Exhibits
Paint Creek celebrates 20th anniversary with artwork that's on the edge
Heart Attack
      Heart

By Joy Hakanson Colby / Detroit News Art Critic

ROCHESTER -- From the outside, the Paint Creek Center for the Arts looks prim and proper, like the 19th-century Avon Township Hall it once was. Inside, it's a different story, what with the monster Eric Mesko calls "Al Qaeda" in residence and Jim Pallas' "Heart Attack Heart" looming like a huge vascular threat on an upstairs wall.
   These two Metro Detroiters, both wonderful satirists, are among 54 artists invited to participate in the center's 20th-anniversary exhibit. They aren't the whole show by any means. But, as usual, they command attention with their edgy humor and uncanny skill at turning bits and pieces into sculpture bristling with presence.
   For instance, Pallas coated a Valentine-shaped heart with gleaming, blood-red epoxy and covered it with simulated veins, arteries and assorted organic forms. The piece has a macabre humor.
   In his inimitable way, Mesko tackled Al Qaeda, the terrorist organization that has dominated the news since the 9-11 attacks on the World Trade Center and the Pentagon. The artist presented his subject as an ingeniously engineered creature with six legs, metal eyes, a cavernous mouth, a girdle of rusty chains and a skin of shingles and used wood scraps.
   This Al Qaeda is a silly beast that seems destined to self-destruct. One can only hope the Mesko version is prophetic.
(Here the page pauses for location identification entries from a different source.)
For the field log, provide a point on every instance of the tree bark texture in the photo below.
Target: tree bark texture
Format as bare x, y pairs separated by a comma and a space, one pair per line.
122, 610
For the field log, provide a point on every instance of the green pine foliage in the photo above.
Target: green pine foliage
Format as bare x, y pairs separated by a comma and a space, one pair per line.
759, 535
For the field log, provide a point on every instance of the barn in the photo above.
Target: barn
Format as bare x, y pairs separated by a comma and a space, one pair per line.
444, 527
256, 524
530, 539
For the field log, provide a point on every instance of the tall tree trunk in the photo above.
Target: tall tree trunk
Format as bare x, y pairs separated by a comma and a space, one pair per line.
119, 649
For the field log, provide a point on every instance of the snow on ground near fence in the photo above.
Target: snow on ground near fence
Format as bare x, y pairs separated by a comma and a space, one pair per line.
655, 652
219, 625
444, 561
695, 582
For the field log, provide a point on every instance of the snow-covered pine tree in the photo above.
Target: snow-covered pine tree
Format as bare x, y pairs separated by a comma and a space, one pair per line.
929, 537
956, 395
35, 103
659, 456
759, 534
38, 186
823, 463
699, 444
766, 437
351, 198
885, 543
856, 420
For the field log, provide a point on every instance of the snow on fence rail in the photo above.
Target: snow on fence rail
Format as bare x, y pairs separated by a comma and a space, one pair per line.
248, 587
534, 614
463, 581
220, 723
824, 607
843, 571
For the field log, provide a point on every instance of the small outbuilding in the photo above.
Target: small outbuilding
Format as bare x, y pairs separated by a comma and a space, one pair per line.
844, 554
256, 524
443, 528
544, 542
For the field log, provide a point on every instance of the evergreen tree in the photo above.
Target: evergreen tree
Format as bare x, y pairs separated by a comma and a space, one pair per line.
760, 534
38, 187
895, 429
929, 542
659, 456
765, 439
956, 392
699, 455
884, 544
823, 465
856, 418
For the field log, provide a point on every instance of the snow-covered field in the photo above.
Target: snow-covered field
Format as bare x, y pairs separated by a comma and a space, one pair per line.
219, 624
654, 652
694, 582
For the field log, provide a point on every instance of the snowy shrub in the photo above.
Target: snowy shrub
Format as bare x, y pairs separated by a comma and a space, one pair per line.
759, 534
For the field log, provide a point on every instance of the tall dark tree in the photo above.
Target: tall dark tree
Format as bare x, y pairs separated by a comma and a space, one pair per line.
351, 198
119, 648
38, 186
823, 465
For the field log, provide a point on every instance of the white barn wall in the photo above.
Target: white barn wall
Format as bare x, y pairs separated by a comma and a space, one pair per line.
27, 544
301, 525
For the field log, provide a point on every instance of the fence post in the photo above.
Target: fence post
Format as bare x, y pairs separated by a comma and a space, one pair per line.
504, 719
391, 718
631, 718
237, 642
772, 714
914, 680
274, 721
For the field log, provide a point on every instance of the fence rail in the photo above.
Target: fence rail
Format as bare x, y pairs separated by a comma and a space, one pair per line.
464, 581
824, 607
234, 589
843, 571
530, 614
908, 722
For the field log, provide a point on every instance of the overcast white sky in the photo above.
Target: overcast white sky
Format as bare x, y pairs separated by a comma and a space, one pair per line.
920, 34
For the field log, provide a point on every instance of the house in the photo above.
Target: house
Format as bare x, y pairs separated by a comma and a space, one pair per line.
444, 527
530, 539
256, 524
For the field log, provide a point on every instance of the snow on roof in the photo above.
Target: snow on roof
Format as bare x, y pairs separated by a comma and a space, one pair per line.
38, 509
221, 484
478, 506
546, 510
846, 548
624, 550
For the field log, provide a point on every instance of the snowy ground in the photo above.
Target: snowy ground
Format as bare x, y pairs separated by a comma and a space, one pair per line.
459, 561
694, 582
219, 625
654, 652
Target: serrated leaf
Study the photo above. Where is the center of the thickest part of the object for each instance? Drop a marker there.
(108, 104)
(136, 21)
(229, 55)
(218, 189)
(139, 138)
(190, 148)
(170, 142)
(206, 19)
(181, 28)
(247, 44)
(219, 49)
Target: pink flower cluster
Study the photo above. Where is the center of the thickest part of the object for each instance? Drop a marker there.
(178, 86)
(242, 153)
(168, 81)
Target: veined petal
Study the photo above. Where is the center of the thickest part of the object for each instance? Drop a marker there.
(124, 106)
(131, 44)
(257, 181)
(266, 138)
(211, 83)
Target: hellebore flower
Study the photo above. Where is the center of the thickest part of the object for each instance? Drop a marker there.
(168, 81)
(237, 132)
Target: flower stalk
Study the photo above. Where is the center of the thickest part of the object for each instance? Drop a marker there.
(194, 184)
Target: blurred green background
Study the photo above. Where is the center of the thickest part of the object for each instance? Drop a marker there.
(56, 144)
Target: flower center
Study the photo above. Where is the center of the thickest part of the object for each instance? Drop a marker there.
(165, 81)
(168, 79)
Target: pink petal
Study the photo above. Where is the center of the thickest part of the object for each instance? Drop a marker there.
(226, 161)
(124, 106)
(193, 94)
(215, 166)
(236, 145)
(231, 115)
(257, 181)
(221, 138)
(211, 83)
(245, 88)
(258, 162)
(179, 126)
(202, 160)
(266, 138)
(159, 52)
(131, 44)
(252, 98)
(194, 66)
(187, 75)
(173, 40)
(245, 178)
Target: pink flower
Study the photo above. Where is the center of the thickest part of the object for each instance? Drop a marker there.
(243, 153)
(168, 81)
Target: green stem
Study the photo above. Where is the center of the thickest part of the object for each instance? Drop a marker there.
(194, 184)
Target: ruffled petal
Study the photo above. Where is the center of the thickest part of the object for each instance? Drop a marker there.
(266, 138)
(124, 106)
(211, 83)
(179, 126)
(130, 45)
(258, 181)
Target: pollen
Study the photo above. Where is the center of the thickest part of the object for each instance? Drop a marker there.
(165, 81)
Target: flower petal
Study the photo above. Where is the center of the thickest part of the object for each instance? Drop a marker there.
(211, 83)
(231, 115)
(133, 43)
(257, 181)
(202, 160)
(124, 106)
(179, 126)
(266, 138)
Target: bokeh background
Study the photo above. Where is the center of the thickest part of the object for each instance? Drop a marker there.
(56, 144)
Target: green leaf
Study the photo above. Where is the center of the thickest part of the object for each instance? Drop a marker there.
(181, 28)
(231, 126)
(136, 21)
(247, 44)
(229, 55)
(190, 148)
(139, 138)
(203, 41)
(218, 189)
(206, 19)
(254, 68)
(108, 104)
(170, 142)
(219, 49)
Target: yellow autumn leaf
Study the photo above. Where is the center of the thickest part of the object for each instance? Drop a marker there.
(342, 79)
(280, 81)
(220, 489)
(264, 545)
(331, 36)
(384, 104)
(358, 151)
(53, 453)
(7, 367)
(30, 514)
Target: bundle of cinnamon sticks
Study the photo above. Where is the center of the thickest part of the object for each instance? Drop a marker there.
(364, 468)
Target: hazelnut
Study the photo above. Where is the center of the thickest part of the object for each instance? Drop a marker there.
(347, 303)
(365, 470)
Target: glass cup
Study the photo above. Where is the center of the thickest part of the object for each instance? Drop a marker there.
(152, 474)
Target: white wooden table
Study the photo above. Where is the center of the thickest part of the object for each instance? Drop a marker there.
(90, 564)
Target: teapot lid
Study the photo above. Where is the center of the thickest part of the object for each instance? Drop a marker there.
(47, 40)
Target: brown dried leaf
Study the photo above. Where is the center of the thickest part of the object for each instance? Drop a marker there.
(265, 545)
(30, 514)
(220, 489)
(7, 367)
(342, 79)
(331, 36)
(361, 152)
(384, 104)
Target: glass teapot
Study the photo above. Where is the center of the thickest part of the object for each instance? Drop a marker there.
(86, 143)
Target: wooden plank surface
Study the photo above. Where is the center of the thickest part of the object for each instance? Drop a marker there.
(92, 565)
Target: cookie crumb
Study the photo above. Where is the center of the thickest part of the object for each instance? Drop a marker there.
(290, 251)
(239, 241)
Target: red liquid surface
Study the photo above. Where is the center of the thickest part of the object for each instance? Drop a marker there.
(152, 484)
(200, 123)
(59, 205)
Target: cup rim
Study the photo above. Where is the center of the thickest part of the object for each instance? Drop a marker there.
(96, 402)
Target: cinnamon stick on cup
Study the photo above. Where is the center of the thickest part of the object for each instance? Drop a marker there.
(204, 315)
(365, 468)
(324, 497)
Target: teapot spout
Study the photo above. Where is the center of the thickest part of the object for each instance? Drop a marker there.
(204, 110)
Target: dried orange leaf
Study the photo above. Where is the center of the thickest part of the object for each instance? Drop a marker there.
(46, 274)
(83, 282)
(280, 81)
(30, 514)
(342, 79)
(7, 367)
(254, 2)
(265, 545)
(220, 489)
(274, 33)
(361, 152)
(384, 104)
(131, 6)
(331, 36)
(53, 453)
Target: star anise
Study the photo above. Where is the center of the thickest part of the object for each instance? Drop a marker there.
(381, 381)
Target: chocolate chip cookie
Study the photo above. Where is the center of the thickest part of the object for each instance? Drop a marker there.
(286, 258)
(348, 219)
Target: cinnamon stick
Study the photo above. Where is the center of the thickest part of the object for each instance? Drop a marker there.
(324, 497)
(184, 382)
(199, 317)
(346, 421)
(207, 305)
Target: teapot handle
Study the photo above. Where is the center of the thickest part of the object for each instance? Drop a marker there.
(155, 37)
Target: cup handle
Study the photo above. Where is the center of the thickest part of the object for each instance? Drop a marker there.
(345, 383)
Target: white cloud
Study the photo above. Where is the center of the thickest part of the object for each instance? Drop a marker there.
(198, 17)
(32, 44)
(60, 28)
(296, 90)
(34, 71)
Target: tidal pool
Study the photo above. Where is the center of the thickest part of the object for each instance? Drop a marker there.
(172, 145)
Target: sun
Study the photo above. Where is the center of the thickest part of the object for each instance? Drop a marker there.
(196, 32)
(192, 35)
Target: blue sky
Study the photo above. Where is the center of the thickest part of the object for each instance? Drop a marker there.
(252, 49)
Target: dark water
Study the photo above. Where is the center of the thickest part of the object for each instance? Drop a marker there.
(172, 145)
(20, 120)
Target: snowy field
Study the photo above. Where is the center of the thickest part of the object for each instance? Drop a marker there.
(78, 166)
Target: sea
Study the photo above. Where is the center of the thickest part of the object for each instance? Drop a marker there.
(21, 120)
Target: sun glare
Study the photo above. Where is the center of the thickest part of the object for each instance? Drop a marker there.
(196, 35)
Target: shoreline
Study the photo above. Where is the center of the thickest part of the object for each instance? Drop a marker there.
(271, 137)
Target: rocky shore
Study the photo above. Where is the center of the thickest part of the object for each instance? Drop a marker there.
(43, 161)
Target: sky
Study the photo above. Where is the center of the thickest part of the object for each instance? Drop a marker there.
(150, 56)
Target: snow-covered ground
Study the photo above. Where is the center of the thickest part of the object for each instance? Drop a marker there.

   John Cynar, Paint Creek's exhibition director, selected artists who have exhibited, taught classes, served on the board or volunteered at the Rochester center since it opened in 1982. He estimates that there have been thousands of exhibitors over two decades, considering that he has shown nearly 900 since he signed on 3 1/2 years ago.
   The anniversary show is a mixed bag with an emphasis on quirky works like Peter Hackett's installation inspired by an outsized oak tree and Carol Zak's lamp made with commercial ceramic shards. Paintings in the upstairs gallery range from Stanley Rosenthal's exquisite watercolor of a young woman to Marcia Freedman's free-wheeling abstraction with pigment unfolding in energetic whorls.
   Fourteen winners of the center's "Celebrate Michigan Artists" exhibit -- from 1987 until the annual ended in 2000 -- are showing recent works in the downstairs gallery. Here you'll find such gems as Valerie Mann's textured wall piece with corn husks and Peter Gilleran's tautly brushed painting "Celebration."
   Paint Creek is one of southeastern Michigan's most valued cultural resources. The fact that the center is marking its 20th anniversary is due in large part to Art and Apples, its main fundraiser. So, be advised that the 37th annual art fair will be held Saturday and Sunday in Rochester's municipal park.